Defence Review spin: Mimicking New Labour?
Strange – in former times, budgetary announcements and the rest used to have to be kept secret until they were announced on the floor of the House of Commons. But today vast amounts of the Strategic Defence and the Public Spending Reviews are already out in the public domain.
In the past there have been Treasury resignations for such leaks. Not any more. So should the charade of Ministerial accountability to Parliament be ended? Are the “markets” now too sensitive to cope with the release of unexpected news on the floor of the House? Is the political system too antiquated to cope?
Spin is regarded by many as one of the curses that sank New Labour. Is the Coalition in danger of mimicking this process that so feeds and delights the UK media?
Were a Martian hack (him or her, again) confronted with a choice of lead story from either review this morning – even before either has been published, which would they choose?
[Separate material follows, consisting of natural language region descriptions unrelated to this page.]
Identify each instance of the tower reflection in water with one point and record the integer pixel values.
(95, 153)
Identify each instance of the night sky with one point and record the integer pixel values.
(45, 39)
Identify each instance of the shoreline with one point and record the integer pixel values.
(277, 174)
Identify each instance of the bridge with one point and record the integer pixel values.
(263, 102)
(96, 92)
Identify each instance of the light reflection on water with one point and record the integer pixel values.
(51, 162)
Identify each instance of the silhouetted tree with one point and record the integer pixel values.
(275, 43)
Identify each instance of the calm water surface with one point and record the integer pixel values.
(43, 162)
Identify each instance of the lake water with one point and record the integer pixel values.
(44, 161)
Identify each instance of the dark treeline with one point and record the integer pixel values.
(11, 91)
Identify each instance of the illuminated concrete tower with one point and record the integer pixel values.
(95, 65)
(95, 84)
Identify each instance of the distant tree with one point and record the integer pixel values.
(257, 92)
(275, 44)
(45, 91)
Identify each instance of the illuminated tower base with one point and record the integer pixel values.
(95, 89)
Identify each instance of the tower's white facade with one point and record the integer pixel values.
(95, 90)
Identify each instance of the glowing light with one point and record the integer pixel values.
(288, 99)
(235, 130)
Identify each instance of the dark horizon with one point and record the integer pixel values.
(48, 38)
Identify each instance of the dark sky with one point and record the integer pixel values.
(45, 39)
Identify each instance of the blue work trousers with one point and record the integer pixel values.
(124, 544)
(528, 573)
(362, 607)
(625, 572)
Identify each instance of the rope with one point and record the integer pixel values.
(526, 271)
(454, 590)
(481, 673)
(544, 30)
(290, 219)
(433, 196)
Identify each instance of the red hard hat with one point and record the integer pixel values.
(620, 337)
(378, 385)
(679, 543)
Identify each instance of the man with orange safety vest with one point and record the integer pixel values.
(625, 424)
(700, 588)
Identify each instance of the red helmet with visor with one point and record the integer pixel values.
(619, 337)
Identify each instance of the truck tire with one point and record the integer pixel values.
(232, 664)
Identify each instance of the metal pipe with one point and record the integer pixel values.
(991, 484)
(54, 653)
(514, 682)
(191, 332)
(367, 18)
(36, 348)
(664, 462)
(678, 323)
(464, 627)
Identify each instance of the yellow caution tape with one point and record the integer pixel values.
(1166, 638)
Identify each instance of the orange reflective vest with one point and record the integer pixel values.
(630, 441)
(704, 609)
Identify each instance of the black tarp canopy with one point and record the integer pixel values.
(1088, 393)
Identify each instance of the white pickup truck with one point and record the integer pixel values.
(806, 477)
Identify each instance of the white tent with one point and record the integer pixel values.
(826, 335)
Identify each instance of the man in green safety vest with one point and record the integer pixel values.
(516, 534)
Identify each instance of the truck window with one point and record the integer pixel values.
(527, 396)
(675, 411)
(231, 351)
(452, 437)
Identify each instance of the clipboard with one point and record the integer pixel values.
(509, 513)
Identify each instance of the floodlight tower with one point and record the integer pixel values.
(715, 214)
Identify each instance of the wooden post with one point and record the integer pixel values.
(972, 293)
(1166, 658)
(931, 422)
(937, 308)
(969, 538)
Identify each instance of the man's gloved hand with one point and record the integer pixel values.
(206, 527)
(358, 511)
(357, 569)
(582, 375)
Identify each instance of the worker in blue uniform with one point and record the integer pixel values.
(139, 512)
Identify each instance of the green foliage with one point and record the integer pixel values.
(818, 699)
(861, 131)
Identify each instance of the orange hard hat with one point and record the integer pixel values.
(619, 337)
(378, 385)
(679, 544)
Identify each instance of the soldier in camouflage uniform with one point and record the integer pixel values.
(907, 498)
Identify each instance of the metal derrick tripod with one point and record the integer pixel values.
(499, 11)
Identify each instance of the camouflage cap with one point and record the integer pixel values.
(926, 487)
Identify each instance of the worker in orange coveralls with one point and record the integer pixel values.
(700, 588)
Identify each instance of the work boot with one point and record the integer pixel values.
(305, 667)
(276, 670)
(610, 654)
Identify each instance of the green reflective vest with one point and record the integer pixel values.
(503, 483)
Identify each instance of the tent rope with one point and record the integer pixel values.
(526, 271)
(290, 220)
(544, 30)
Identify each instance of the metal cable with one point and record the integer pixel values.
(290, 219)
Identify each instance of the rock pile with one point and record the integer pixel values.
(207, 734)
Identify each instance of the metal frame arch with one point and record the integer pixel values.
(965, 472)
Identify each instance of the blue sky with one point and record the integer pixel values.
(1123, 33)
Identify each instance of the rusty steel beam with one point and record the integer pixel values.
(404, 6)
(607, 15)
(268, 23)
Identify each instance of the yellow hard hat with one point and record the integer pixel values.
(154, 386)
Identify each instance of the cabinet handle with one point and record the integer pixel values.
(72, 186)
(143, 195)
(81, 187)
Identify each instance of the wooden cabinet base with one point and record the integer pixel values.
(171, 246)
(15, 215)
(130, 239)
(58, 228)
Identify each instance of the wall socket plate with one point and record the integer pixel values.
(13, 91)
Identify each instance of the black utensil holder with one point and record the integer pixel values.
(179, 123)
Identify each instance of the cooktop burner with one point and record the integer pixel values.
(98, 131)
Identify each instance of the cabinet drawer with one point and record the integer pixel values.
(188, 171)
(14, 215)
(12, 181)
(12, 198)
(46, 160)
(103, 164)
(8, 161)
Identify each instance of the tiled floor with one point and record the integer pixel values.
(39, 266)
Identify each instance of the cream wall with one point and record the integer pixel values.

Would it be the UK’s incapacity to project air power to some far flung target for the next decade? Or is it the UK’s inability to house its own people at home? The former proposal is apparently not designed to remedy the latter.
So, what do we learn from today’s spin? There will be a decade long hiatus during which we shall immediately scrap an aircraft carrier that still has four years life in it and all the planes that can fly off it. We shall build two more, mothball or sell one, and have no planes to fly off either for 10 years. I’m no Defence expert, but it sounds odd to me.
We learn too that council houses for life are to end. Yet the council house itself has been on the wane for years ever since local authorities were encouraged to sell off their housing stock to their tenants. Although in making these changes there has been mention of freeing money to spend on house building, there has so far been neither spin nor leak as to how the current shortage of four million homes is to be addressed. Nor indeed has anyone reconciled how it is that we can build two near aircraft carriers, but have managed to build fewer houses that at anytime since 1924.
Is it “interesting times” that we live in, or just curious times?